Search, Link, Integrate: The User-Centered Approach in Developing NFDI4Culture’s Antelope (Annotation & Terminology) Service

Rossenova, Lozana; Bailly, Kolja; Blümel, Ina
https://zenodo.org/records/10698295
Zum TEI/XML Dokument

Context

In the context of NFDI (National Research Data Infrastructure) in Germany, terminologies encompass domain-specific vocabularies, thesauri and formal ontologies (Anders et al. 2022). In order to comply with the FAIR principles for research data management (GO FAIR, n.d.), NFDI consortia need to identify and align relevant terminologies within their designated communities and achieve broad adoption and application (Kailus 2023). There is a dedicated Terminology Service Working Group within the cross-NFDI Section “Metadata” and a new service is in development, meant to meet the needs of all consortia via the Base4NFDI initiative (Anders et al. 2022).

However, commonly used terminology tools within NFDI consortia, such as the Ontology Lookup Service (Jupp et al. 2015), struggle to accommodate vocabularies and ontologies used in the arts and humanities disciplines due to their typically large size, divergence in serialization formats, and variety of hierarchical relations within complex category trees. To address the specific needs of the culture and digital humanities (DH) research communities, the NFDI4Culture (Altenhöner et al. 2020) team based at TIB are prototyping a new service which aims to address the gaps in current service provisions.
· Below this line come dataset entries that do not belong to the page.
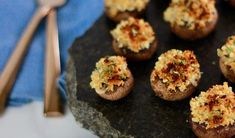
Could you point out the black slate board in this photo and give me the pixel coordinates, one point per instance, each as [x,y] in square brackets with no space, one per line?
[141,113]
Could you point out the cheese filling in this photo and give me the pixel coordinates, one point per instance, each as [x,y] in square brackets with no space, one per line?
[215,107]
[110,72]
[133,34]
[192,14]
[177,69]
[116,6]
[227,53]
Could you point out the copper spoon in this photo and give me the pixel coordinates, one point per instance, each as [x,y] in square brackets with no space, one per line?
[8,76]
[52,99]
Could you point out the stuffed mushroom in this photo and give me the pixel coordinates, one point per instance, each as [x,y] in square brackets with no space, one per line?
[112,80]
[191,19]
[134,39]
[227,59]
[213,113]
[176,75]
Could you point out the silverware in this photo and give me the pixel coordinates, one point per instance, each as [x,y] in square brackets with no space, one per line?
[9,73]
[52,99]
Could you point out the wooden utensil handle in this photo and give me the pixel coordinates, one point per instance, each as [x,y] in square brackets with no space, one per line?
[52,99]
[9,73]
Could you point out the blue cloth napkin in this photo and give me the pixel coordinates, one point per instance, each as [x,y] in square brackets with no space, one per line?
[73,20]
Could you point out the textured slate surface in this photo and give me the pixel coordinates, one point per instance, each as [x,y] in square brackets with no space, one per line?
[141,114]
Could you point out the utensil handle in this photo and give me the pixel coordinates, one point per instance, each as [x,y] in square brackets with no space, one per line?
[9,73]
[52,98]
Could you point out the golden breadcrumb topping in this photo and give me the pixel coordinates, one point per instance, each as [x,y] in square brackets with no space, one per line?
[227,52]
[110,72]
[177,69]
[116,6]
[193,14]
[133,34]
[215,107]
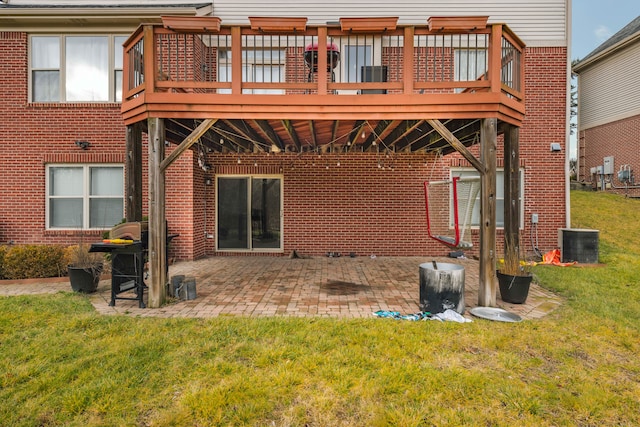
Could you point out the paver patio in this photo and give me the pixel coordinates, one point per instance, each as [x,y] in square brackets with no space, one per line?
[279,286]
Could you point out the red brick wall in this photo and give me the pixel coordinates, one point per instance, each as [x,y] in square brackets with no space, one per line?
[620,139]
[544,123]
[33,135]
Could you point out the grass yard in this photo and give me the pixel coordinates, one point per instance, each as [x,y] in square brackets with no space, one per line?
[63,364]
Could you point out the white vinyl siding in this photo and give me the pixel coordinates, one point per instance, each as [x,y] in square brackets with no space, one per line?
[536,22]
[610,89]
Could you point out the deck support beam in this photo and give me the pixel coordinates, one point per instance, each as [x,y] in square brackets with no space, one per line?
[487,277]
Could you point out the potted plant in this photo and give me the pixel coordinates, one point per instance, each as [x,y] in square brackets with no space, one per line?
[84,267]
[514,275]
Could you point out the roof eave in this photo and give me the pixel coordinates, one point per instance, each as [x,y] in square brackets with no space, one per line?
[590,60]
[24,19]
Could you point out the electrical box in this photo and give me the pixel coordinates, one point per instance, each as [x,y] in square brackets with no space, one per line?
[607,165]
[579,245]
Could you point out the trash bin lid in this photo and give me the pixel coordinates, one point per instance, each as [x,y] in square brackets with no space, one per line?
[493,313]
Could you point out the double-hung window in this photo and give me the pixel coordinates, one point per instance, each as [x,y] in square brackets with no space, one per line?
[258,66]
[76,68]
[84,196]
[475,218]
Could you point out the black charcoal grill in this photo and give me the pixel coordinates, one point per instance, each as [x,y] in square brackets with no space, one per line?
[127,261]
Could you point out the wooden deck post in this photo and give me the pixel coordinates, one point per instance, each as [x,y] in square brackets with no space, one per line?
[133,173]
[157,218]
[488,284]
[512,190]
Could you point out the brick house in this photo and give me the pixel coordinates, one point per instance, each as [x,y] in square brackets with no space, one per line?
[608,125]
[338,169]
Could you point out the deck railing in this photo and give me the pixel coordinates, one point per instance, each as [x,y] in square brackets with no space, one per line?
[324,60]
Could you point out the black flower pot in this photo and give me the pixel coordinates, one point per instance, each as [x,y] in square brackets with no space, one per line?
[514,289]
[84,279]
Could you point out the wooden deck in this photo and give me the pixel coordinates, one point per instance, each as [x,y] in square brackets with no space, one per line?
[382,84]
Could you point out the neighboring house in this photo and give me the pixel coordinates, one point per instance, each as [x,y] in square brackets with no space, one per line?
[63,138]
[609,113]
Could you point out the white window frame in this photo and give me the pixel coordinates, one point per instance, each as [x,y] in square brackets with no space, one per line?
[86,196]
[472,173]
[114,93]
[250,64]
[374,59]
[279,249]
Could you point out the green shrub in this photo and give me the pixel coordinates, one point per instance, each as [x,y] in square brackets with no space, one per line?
[32,261]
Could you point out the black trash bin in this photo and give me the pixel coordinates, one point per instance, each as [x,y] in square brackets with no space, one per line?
[441,287]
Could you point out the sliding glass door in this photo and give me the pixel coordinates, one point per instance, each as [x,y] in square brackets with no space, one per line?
[249,212]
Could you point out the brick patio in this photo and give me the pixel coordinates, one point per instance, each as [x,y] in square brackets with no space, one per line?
[278,286]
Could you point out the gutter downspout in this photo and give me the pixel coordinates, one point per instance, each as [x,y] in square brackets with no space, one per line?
[568,119]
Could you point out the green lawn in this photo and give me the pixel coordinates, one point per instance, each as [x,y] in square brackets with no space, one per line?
[63,364]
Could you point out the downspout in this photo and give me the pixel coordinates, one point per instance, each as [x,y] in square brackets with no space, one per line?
[567,156]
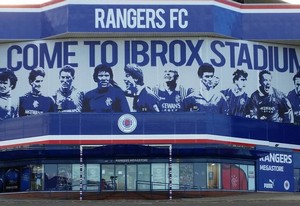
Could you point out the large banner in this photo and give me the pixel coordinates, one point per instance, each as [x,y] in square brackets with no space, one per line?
[275,172]
[231,77]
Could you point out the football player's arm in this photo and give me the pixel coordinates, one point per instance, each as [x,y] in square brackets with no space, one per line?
[289,114]
[21,108]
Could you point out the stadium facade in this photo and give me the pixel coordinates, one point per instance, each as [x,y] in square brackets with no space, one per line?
[174,125]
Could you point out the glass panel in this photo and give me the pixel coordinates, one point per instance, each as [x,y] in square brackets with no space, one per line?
[175,176]
[143,177]
[50,176]
[25,179]
[234,177]
[37,177]
[158,176]
[200,174]
[186,175]
[131,177]
[107,183]
[93,177]
[64,181]
[213,175]
[76,177]
[11,180]
[251,177]
[120,177]
[243,178]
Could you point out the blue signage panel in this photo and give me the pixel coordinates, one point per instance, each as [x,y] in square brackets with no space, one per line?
[275,172]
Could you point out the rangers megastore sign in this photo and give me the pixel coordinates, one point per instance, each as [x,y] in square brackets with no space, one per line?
[275,172]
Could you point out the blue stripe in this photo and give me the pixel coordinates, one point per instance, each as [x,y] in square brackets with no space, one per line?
[201,18]
[149,123]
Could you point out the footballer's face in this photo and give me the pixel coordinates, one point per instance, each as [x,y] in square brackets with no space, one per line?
[103,79]
[170,75]
[37,84]
[66,80]
[297,85]
[266,83]
[5,86]
[130,83]
[241,83]
[207,79]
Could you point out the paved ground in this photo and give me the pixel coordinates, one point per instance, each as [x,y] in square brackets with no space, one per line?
[247,199]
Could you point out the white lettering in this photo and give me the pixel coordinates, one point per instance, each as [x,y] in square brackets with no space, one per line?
[132,18]
[277,158]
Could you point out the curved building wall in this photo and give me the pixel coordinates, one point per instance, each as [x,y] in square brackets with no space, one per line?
[204,77]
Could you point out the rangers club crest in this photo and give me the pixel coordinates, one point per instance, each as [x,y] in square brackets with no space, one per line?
[127,123]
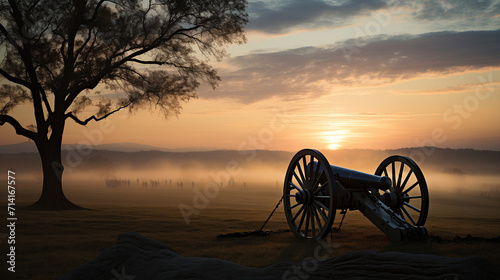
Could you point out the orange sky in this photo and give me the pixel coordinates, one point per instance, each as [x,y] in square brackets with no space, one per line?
[380,77]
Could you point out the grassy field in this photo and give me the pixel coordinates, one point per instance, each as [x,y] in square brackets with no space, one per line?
[50,244]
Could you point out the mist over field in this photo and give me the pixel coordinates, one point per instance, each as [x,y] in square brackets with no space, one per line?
[242,179]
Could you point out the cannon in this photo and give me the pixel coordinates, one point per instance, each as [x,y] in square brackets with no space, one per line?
[395,198]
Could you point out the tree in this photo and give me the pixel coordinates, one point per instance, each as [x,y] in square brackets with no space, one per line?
[59,54]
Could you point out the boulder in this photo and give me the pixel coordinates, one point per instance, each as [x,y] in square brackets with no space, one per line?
[135,257]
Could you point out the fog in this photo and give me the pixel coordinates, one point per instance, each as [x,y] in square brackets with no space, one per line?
[251,180]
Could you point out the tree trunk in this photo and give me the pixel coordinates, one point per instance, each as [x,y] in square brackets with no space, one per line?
[52,197]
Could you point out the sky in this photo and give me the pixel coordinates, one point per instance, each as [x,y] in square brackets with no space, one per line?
[367,74]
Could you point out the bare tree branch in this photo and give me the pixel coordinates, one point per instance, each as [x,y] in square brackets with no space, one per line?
[93,117]
[15,79]
[17,126]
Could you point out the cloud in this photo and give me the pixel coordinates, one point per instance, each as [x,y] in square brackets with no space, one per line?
[311,72]
[455,9]
[280,18]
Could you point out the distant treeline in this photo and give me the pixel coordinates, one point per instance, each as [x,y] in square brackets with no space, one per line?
[463,161]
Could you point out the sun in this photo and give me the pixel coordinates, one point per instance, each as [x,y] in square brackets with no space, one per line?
[335,138]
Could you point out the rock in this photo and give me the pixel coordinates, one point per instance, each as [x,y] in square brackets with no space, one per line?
[135,257]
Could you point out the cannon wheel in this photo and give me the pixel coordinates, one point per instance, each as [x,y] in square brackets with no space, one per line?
[308,195]
[408,196]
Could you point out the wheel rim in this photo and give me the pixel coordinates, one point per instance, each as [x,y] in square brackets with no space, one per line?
[408,195]
[308,195]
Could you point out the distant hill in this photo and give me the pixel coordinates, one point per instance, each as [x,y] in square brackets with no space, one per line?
[147,158]
[29,147]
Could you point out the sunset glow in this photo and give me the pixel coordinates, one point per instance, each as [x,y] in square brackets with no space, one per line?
[376,76]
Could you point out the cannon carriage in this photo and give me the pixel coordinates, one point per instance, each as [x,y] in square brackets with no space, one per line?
[395,198]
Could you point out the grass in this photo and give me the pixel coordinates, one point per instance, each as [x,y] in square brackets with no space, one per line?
[50,244]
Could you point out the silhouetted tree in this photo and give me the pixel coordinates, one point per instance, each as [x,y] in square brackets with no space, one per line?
[60,55]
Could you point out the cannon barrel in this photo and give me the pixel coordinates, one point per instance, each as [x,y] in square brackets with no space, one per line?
[352,179]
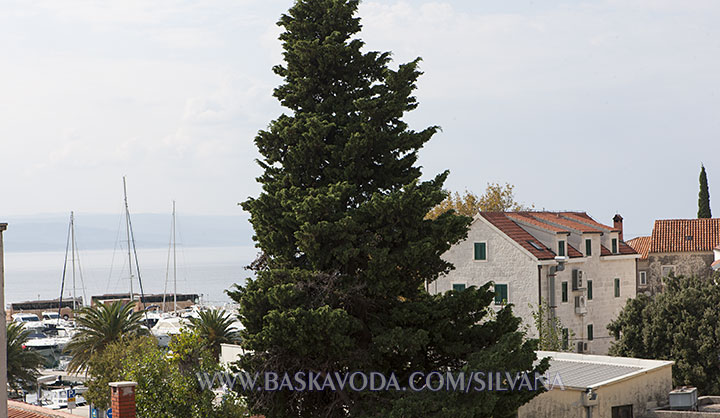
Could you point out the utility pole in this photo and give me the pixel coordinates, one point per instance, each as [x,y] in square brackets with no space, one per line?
[3,332]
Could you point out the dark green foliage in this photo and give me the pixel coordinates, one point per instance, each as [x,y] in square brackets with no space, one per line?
[166,382]
[347,251]
[99,326]
[22,364]
[215,327]
[679,324]
[704,196]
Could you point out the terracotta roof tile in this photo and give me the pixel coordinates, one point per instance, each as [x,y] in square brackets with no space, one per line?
[501,221]
[573,253]
[558,220]
[23,410]
[584,218]
[641,245]
[685,235]
[527,218]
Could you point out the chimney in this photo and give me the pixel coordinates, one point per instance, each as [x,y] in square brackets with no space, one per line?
[122,399]
[617,224]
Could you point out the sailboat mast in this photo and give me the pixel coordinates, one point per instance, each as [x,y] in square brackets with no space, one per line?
[72,243]
[174,264]
[127,229]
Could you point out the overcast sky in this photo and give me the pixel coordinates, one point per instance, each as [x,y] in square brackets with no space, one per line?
[599,106]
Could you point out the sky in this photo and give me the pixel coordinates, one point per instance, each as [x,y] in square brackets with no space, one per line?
[601,106]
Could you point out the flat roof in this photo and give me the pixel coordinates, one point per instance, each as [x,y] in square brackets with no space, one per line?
[584,371]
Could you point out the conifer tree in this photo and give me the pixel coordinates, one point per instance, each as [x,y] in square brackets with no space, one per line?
[704,196]
[347,252]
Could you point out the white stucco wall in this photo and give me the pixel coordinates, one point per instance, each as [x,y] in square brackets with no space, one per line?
[506,263]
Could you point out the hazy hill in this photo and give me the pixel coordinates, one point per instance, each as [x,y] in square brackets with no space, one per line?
[103,231]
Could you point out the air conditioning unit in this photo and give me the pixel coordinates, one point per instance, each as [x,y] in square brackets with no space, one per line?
[580,305]
[578,279]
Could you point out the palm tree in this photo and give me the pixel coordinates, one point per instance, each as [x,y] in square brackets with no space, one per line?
[215,327]
[99,326]
[23,364]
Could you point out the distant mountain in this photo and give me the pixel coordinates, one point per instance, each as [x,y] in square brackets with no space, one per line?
[103,231]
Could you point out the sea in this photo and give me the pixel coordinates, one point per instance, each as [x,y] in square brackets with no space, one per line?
[206,271]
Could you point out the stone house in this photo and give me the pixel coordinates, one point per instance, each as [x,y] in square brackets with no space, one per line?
[580,268]
[676,247]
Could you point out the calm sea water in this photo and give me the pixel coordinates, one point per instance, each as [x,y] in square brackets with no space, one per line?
[204,271]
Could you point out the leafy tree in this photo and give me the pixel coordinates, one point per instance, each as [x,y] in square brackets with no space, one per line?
[99,326]
[497,198]
[22,364]
[704,196]
[679,324]
[167,384]
[550,328]
[347,249]
[215,326]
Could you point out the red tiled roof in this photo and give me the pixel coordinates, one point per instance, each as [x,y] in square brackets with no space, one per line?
[584,218]
[527,218]
[501,221]
[23,410]
[559,220]
[572,252]
[641,245]
[685,235]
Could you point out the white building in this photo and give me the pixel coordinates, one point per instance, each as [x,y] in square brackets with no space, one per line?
[581,268]
[600,387]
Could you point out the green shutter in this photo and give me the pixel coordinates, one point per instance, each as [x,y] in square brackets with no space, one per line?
[480,251]
[617,288]
[501,294]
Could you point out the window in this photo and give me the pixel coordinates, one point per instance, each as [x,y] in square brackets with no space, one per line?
[624,411]
[480,251]
[501,297]
[617,288]
[668,271]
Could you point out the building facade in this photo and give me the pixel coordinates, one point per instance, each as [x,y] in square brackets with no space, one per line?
[578,267]
[680,247]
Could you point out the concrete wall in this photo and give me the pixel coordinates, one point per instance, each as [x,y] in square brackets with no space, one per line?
[506,263]
[604,306]
[645,392]
[686,264]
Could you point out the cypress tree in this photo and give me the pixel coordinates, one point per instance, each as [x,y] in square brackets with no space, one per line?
[347,251]
[704,196]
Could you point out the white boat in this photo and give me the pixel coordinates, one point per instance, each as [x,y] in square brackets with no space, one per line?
[57,398]
[30,321]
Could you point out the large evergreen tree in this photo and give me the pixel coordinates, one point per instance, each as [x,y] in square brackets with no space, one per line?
[704,196]
[347,251]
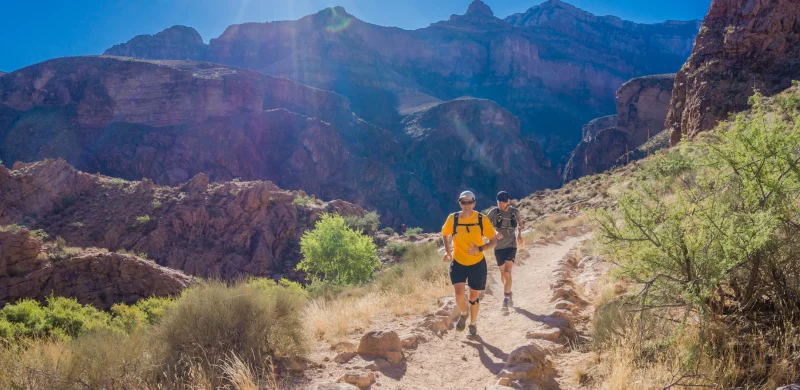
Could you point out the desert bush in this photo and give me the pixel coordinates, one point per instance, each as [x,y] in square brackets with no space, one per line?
[388,231]
[255,320]
[62,318]
[413,232]
[709,232]
[368,224]
[334,252]
[397,249]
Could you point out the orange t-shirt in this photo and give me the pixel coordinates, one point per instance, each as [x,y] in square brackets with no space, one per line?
[464,237]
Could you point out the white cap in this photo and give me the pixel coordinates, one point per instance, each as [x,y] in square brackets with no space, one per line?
[466,194]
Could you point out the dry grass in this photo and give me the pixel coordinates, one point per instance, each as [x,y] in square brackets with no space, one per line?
[215,337]
[409,288]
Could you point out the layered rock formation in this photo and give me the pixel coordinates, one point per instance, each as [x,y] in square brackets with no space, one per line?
[204,229]
[554,66]
[743,45]
[642,105]
[170,120]
[174,43]
[95,277]
[590,130]
[471,144]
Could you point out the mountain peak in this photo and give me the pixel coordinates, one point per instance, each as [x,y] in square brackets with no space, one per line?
[478,7]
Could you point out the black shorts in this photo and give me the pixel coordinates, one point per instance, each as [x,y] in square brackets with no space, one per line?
[474,275]
[505,254]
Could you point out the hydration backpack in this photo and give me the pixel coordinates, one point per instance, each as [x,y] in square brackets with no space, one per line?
[455,223]
[499,221]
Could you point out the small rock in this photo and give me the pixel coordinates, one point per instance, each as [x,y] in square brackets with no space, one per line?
[564,305]
[522,371]
[544,334]
[344,357]
[411,341]
[358,378]
[335,386]
[561,314]
[385,344]
[533,352]
[344,347]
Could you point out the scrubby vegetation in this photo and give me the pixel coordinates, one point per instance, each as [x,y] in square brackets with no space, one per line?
[368,224]
[212,336]
[708,233]
[336,253]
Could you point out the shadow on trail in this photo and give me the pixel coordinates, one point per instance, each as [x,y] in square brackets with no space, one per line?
[482,346]
[547,320]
Crucial in the approach of developing the service is the close engagement with the communities represented in NFDI4Culture (Rossenova 2022), including art history, architecture, music and performing arts, as well as the agile development of the service in several stages of light-weight interactive prototypes, speculative design wireframes, and iterative releases of a public beta instance.

Requirements gathering

A dedicated requirements gathering workshop (2022) and two successive rounds of user testing (2023), provided evidence to support the claim that, when it comes to (meta)data enrichment, there is a growing interest in extending data with semantics and standard terminologies (Rossenova et al. 2022). But adoption remains slow due to lack of accessible tools for making ontological and vocabulary choices, and the large volume of manual input required, a problem already widely discussed in the field of ontology search and semantics (Butt et al. 2014; Vandenbussche et al. 2017). Researchers require powerful automation workflows that can traverse multiple terminology sources at once and can be connected directly (via APIs) to their own collection and research data management (RDM) systems. An example scenario discussed during the workshop includes a researcher cataloging a collection of stained glass images and adding structured data for the iconography (Fig.1). The researcher needs to find the correct IDs for iconography concepts from several external vocabularies and add these IDs in the collection management system (Rossenova et al. 2022). Using terminology search functions within separate web services, such as the GND or Iconclass websites (GND Explorer 2023; Iconclass Illustrated Edition, n.d.), or aggregators such as BARTOC or DANTE (BARTOC, n.d.; DANTE, n.d.), is a time-consuming and demanding process when it comes to identifying correct terms within domain-specific ontological hierarchies. Next comes the manual integration of the term IDs into the RDM system.

Placeholder
Figure 1: User journey diagramme (Rossenova et al. 2022) by Anja Gerber (Berlin-Brandenburgische Akademie der Wissenschaften Corpus Vitrearum Medii Aevi). CC-BY.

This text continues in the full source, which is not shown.